By Rodrigo Campos and Noel Randewich
NEW YORK (Reuters) – Wall Street’s rally, fed primarily by defensive stocks embraced by worried investors, may be spreading to some of the growth companies that more typically lead a market forward.
The move remains incipient – typical leaders like consumer discretionary companies, technology and financials continue to lag the utilities and staples that propelled the S&P 500 <.SPX> to record highs this week.
But investors have started to turn to shares of smaller companies and those in some traditional growth areas, such as consumer durables, as worry about global economic weakness and U.S. corporate earnings has subsided a bit – and as some of those typically high-priced shares seem more affordable than the defensive names.
If it materializes, the shift to growth would signal more confidence in the economy and more likelihood that the market could hold its highs and go higher.
“Our favored sectors looking into the second-half of 2016 are information technology, healthcare and consumer discretionary, three of the worst performing sectors year-to-date,” said Terry Sandven, chief equity strategist at U.S. Bank Wealth Management.
Furthermore, the last 10 sessions have seen the small cap Russell 2000 index <.RUT> gain 11 percent while the S&P has risen 8 percent, as investors have also bought into the more volatile small-company space.
“Defensives have run their course. Professionals are warning investors from buying those stocks for the yield. That leaves cyclicals as the way to go for the market to keep rising,” said Kim Forrest, senior equity research analyst at Fort Pitt Capital Group in Pittsburgh, who said she has been buying technology shares and also looking at industrials.
GROWTH AT A BETTER PRICE
The very fact that technology and financials have been weak suggests to some investors that U.S. stocks could keep rising this year. They are more affordable than those of the market-leading sectors and they have room to move higher, especially if upcoming earnings reports meet or exceed expectations.
Information technology, telecom services, materials, consumer discretionary and healthcare stocks now are selling at or below 17 times their expected earnings over the next 12 month, according to Thomson Reuters data.
By comparison, stocks in the S&P consumer staples sector <.SPLRCS> are trading at roughly 20 times their expected earnings over the next 12 months, relatively pricey for a slow-grow category.
The energy sector of the S&P 500 <.SPNY>, typically expected to do well when the economy expands, has outperformed over the last three months. With a 14-percent return, it is the only non-defensive sector with double-digit percentage gains so far in 2016.
THE WALL OF WORRY
Though it is a Wall Street axiom that stocks “climb a wall of worry,” it is somewhat unusual to see defensive stocks like utilities and consumer staples propel markets to record highs.
That happened this year because investors – worried about the fallout from Britain’s vote to leave the European Union, as well as several quarters of weak U.S. economic growth and corporate earnings – flocked to dividend-paying protective sectors.

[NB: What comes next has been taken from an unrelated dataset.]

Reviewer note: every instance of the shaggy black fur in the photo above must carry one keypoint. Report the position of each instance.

But most recently, with U.S. employment showing signs of improvement and analysts projecting that corporate earnings may have bottomed, the shift to sectors that have missed out on the past year’s market gains already appears to be under way.
Investors started July by adding money to exchange-traded funds that track healthcare, materials and consumer staples and consumer discretionary stocks all saw net inflows, according to ETF.com.
Energy, still 30 percent below its 2014 record high, may be poised for even more gains as oil prices stabilize after the sharpest decline in a generation. ExxonMobil
Consumer discretionary companies – projected to show 8.7 percent year-over-year growth in their second quarter earnings – will be the “shining star” of the S&P sectors, with autos, retail and service companies showing strength, RBC Capital Markets Chief Equity Strategist Jonathan Golub, said in a Tuesday note to investors.
Any improvement in earnings and the economy could spur more investors to jump in and bet on growth, said Paul Zemsky, chief investment officer, multi-asset strategies and solutions at Voya Investment Management in New York. “After breaking a record you should expect folks will get in for the ride.”